Serbian faking of history helps create a new myth of Serb victimhood…
By Trudy Rubin
Star-News, p.8A
30 January 1996.
Those who forget history are doomed to repeat it, George Santayana reminds us.
That’s why Richard Goldstone, chief prosecutor for the Bosnia war crimes tribunal, has been trying to get NATO to help investigate 15 to 20 mass Bosnian grave sites where Serbs reportedly executed thousands of Bosniaks in their efforts to ethnically “purify” much of Bosnia.
Meanwhile, Serb leaders deny that they carried out a well-planned campaign of genocide, and much of the Serb public believes them.
The Serbs claim that only Bosniaks and Croats committed war crimes. This stands truth on its own head, but helps create a new myth of Serb victimhood, even as the perpetrators rush to destroy the grisly evidence.
But faking history only prepares the stage for future bloodletting after NATO troops leave. While NATO is reluctant to aid Mr. Goldstone’s efforts — out of understandable fear of “mission creep” — there is urgent reason to help.

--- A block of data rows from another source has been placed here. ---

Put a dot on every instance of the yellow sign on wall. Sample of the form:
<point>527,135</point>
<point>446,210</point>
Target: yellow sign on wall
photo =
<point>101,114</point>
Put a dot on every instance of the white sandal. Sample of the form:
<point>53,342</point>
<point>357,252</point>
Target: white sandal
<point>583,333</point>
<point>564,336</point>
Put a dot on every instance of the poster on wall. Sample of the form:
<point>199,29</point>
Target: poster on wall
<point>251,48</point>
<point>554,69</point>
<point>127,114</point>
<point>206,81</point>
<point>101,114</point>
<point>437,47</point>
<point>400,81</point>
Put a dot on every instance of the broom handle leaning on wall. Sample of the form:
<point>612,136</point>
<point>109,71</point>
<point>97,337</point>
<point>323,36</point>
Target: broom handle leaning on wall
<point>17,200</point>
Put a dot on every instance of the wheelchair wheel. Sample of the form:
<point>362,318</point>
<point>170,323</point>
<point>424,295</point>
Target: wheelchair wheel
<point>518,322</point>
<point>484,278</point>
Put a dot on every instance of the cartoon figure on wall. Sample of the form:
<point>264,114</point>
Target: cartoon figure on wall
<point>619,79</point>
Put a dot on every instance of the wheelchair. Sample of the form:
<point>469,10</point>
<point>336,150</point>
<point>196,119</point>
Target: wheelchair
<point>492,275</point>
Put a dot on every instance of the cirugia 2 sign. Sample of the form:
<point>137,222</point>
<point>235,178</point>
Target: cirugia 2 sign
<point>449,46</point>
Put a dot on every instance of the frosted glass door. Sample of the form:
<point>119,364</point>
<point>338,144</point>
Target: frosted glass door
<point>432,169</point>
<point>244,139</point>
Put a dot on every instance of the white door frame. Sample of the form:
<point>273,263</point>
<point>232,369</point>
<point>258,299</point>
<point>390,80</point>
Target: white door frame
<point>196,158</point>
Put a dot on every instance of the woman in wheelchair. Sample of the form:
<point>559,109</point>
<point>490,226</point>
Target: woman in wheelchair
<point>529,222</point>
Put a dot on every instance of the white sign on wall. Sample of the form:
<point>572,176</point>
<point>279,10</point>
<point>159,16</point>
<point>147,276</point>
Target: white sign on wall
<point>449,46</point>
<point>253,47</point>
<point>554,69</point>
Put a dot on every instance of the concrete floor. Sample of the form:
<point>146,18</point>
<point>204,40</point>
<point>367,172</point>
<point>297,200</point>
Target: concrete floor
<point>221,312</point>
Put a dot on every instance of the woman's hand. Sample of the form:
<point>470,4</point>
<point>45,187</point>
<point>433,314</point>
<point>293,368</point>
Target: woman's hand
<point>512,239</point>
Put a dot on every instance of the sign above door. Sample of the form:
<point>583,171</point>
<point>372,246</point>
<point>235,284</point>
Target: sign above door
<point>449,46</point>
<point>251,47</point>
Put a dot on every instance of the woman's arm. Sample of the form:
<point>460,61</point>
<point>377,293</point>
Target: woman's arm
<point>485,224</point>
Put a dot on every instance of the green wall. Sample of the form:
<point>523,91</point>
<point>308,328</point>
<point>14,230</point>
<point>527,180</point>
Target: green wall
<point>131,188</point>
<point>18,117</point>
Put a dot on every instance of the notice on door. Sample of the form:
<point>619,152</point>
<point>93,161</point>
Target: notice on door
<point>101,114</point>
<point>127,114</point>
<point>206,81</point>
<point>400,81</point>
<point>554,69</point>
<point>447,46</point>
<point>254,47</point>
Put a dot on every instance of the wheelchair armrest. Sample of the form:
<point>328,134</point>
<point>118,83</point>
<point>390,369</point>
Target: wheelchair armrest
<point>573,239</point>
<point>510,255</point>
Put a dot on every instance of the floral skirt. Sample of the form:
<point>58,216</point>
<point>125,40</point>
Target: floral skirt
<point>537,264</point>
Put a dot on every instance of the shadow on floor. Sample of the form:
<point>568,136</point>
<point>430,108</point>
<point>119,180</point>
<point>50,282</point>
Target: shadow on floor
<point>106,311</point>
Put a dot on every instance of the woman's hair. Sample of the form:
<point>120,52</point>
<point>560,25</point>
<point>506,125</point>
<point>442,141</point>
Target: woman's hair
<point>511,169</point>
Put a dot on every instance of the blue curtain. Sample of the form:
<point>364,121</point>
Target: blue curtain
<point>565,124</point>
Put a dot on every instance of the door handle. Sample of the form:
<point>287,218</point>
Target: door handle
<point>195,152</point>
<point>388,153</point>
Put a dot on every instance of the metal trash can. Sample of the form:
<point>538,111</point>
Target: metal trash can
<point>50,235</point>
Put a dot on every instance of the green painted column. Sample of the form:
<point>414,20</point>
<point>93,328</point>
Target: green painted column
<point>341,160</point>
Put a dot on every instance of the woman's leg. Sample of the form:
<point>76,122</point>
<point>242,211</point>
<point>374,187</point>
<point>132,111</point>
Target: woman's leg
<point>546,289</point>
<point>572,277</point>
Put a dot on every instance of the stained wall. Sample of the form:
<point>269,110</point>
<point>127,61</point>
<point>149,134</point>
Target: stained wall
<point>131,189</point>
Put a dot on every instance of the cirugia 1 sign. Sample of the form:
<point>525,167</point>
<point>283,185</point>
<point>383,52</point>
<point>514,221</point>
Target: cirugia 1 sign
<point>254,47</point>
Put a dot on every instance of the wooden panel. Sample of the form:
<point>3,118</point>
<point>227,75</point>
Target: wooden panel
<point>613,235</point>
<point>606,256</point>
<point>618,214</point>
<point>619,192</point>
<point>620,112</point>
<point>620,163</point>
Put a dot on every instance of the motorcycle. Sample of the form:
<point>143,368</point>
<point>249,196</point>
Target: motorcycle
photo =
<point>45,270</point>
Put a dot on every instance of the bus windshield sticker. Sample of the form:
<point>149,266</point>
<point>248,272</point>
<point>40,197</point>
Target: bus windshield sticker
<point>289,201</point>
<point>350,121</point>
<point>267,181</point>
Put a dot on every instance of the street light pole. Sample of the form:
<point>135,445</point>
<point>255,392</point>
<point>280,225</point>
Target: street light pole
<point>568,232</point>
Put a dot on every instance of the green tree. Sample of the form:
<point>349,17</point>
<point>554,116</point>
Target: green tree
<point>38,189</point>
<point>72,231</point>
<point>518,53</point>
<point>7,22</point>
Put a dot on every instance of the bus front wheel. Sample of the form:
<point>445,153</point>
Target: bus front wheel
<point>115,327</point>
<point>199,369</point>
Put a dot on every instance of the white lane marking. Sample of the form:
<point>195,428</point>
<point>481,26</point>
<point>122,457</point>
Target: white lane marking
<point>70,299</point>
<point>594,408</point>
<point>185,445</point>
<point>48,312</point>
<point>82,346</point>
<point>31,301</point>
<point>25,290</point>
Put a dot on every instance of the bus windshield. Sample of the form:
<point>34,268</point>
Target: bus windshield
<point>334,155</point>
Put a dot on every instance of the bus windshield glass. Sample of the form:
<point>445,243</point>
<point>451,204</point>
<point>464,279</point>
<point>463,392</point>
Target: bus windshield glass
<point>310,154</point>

If anyone should be aware of the costs of faking history, it is the Serbs. They paid the price of Croatia’s failure to come to terms with the atrocities that Croatia’s Ustashe (pro-Nazi fascists) committed against Serbs, Jews and Bosnian Muslims during World War II.
This history was manipulated by Tito’s postwar communist regime in Yugoslavia and has been misused by Croatian President Franjo Tudjman.
Mr. Tudjman’s use of Ustashe symbols and downplaying of the number of Ustashe killings frightened Croatian Serbs. Such dishonesty about the past helped sow the seeds for new ethnic war.
Similarly, failure to confront the past has aided the rise of xenophobic and racist political movements in neighboring Austria.
Most Austrians eagerly welcomed annexation by Adolf Hitler’s Germany in 1938, and a disproportionate number of Hitler’s top henchmen were Austrian.
Yet Nazism and the Holocaust were taboo subjects in Austria until recently; virtually nothing was taught about Hitler’s regime in the schools until 1988.
Not surprisingly, a recent government study revealed that most students know little about Third Reich atrocities and think Nazism wasn’t that bad. Such ignorance has helped the rise to prominence of neofascist leader Joerg Haider.
Contrast this to West Germany. Allied occupiers made captured German soldiers and civilians view piles of bodies and crematoria, while Allied photographers made photos and films that will forever put the lie to Holocaust deniers. Moreover, West German school-children were thoroughly taught about Nazi crimes.
But in the former East Germany, children were taught that all the former German fascists lived in the capitalist West. East Germans — because they were communists — were guiltless.
This rewrite of history has made young people in eastern Germany easier targets for dangerous far-right political movements.
The evidence of what Serbs did in Bosnia is becoming apparent now that the fighting has stopped.
Intrepid reporters, such as Laura Silber of The Financial Times and Allan Little of the BBC, have interviewed top Serb leaders who, amazingly, admit what they did.
In their book, Yugoslavia: Death of a Nation, ultranationalist Serb politician Vojislav Seselj concedes that a well-planned campaign of ethnic cleansing was carried out at the beginning of the Bosnian genocide (1992).
The authors also relate how the top Bosnian Serb general, Ratko Mladic — who has been indicted for war crimes — showed a Dutch peacekeeping officer what he intended to do to Bosniaks in the “safe haven” of Srebrenica.
Gen. Mladic had a Serb soldier slit the neck of a pig, and as the knife dripped red he said, “That’s how we deal with our enemies.”
The Serbs rounded up all Bosniak men in Srebrenica, and are believed to have executed 8,000 of them.
Serbs have denied reporters access to the killing fields. But Assistant Secretary of State for Human Rights John Shattuck was just permitted to visit the Srebrenica area, including a large warehouse where 2,000 are thought to have been slaughtered. Its walls were still splattered with bullet holes and blood.
U.S. spy agencies say they will provide satellite photo evidence to help pinpoint mass grave sites. Mr. Goldstone says he needs NATO escorts to protect his investigators and nATO guards to prevent sites from being disturbed.
But NATO commanders say they will only “secure” the grave sites, not provide guards.
Whatever the official language, there must be ways to NATO to ensure that Serb war crimes are solidly documented. Without an occupation, no one can force the Serbs to confront the evidence. But concrete proof of Serb war crimes may prevent the kind of denial that fuels future wars.